Fletcher, above at his sale this semester, says most colors are powdered that are rolled onto the glass while it's still hot. As it cools, the color then becomes part of the glass. photo by Maryanne Tomazic '10
By the end of last summer, I had blown about 70 pieces to sell at my family's annual glass sale at our house in November. However, I only sold about 50 of them. As a result, I was inspired by Swarthmore's receptive atmosphere to the arts and appreciation of the unique skills of all individuals to bring my remaining pieces to campus for a small glass sale. The reception was overwhelming. People were so interested in the process and the work itself that I sold out in 20 minutes!

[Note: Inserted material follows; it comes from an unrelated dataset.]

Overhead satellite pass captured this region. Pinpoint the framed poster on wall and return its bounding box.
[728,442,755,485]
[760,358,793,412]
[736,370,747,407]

Oddly enough, perfume bottles, which very rarely sell well, were the crowd favorite, and I took many requests to make more. During my time off over Christmas break, I made more pieces and returned to campus for another sale. Once again, I met with great success. On this occasion, I sold right before Valentine's Day, and several people told me they were taking the opportunity to purchase pieces for their special someone.


Fletcher also likes to add silver chloride to glass to create effects, such as those in the pieces above. photo by Maryanne Tomazic '10
Being an art history and Chinese studies double major has given me great access to the artistic works of other cultures, and I'm constantly looking to my studies for inspiration. Last week over spring break, for example, I was inspired to make a series of rice wine glasses. As I continue my study of glass blowing under my father, I hope to continue to incorporate more of what I learn at Swarthmore into my work.

This summer, I will travel to China with Assistant Professor of Chinese Xiaorong Li and four other Swarthmore students. My plan, which will extend into the fall, is to conduct research in contemporary Chinese art and attend a language school - yet another opportunity to experience new ideas and styles. Upon my return, I hope to have more sales at Swarthmore, as the reception has been great and I'm gradually earning a name for myself, "that kid on campus who blows glass." If you happen to be in the neighborhood, keep an eye out for me, and stop by to learn about the family trade.